Y. Matsuda and Kobayashi Groups

Magnetostriction Measurements up to 190 T

Fig. 1. (a) Schematic drawing of optical filter method for FBG peak detection (b) Schematics of developed FBG and optical filter based magnetostriction measurement system.

Fig. 2. (a) FBG signal from LaCoO3 at 7 K up to 150 T whose pulse duration is 7 μs. (b) Magnetostriction of LaCoO3 at 7 K up to 150 T obtained from the above data.

Fig. 3. (a) FBG signal from CaV4O9 at 4.2 K up to 190 T (b) Generated pulsed magnetic field using single turn coil whose pulse duration is 7 μs. (c) Magnetostriction of CaV4O9 at 4.2 K up to 190 T obtained from the above data, showing the closing of spin gap and entering into a plateau region.

Magnetic field is a unique parameter that directly acts on the spin, orbital angular momentum and phases of wavefunction of electrons in solids. High magnetic field of 100 T roughly corresponds to 100 K in energy scale. Therefore, it is expected that novel state of matter emerges under high magnetic fields, besides being just a controlling parameter of matter. Researches using non-destructive pulsed magnetic fields has been greatly successful in the last several decades both in magnet technique and measurement techniques. On the other hand, despite the fact that the ultra-high magnetic fields well above 100 T have been available using destructive pulse magnets in ISSP since 1980s, the deepening of condensed matter physics using those destructive pulse magnets is still to come. It is due to the limited space and time of the generated ultrahigh magnetic fields that is making various solid state measurements difficult such as resistivity, magnetization and others.
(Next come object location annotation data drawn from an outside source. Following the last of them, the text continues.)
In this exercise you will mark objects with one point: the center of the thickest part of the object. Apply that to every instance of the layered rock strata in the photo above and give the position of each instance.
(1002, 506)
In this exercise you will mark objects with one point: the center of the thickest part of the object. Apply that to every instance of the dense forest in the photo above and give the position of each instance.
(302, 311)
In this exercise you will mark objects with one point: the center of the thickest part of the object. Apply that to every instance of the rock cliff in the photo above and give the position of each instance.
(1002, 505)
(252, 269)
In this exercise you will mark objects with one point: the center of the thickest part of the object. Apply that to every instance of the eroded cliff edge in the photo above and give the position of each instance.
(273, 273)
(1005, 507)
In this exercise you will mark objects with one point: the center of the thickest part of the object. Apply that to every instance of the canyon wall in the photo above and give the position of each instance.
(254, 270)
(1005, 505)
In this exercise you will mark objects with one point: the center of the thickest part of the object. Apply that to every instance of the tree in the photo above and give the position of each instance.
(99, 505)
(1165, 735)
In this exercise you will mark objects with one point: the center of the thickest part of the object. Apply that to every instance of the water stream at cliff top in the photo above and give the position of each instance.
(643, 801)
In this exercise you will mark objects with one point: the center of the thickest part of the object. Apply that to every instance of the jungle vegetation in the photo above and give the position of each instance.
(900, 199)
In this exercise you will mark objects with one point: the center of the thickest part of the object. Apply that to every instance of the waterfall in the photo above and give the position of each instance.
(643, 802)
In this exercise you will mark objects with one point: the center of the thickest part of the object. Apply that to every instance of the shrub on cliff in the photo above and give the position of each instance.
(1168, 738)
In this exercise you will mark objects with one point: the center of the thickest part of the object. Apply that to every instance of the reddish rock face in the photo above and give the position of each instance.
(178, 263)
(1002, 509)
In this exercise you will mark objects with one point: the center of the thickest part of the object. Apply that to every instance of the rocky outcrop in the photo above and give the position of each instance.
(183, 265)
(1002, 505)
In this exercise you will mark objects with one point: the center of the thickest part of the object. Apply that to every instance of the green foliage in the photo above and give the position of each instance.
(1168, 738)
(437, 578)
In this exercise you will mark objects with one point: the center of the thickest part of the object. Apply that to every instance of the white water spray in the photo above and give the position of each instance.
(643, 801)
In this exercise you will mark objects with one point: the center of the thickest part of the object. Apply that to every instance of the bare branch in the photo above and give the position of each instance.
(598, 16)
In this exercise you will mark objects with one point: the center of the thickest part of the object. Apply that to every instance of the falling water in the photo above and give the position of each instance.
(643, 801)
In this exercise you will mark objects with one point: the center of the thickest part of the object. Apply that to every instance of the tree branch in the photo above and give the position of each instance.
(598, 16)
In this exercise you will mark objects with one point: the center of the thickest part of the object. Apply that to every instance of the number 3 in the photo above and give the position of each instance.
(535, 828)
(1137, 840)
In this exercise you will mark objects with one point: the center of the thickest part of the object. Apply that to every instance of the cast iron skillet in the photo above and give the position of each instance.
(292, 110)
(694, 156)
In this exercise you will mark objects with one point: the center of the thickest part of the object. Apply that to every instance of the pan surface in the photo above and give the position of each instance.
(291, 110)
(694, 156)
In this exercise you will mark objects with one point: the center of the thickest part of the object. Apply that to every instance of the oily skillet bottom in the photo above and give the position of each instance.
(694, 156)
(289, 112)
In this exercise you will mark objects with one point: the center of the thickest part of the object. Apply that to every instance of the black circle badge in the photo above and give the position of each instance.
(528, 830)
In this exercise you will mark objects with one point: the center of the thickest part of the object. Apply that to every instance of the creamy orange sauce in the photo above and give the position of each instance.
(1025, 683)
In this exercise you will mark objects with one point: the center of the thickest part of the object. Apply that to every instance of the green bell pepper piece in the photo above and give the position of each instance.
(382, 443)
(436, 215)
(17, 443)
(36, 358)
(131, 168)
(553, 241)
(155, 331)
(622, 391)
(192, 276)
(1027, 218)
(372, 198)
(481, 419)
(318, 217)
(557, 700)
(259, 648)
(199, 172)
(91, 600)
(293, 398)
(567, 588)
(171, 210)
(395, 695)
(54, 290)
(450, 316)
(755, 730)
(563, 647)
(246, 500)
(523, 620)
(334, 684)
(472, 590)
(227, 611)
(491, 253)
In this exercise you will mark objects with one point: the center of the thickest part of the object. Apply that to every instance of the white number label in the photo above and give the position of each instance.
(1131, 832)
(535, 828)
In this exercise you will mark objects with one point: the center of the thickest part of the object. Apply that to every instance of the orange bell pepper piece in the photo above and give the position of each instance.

In the present study, we report the achievement of the measurement of magnetostriction which is one of the macroscopic measure that was impossible so far under ultrahigh magnetic fields above 100 T. Developed magnetostriction measurement system relies on fiber Bragg grating (FBG) technique. FBG is an optical fiber with which one is able to detect strain of matter by observing the Bragg wavelength in the reflection. In the present study, we employed the optical filter method where the information of the shift of the Bragg wavelength is converted to the intensity of the reflected light as shown in Fig. 1(a), which can be detected at high speed of 100 MHz. The high-speed of 100 MHz is indispensable for the measurement under ultrahigh magnetic field generated with destructive pulse magnet because the pulse duration is only a few micron seconds. As a light source, a mode-locked Er-doped optical fiber laser is utilized as shown in Fig. 1(b). This enables one to use the modulated measurement which is more robust against noises.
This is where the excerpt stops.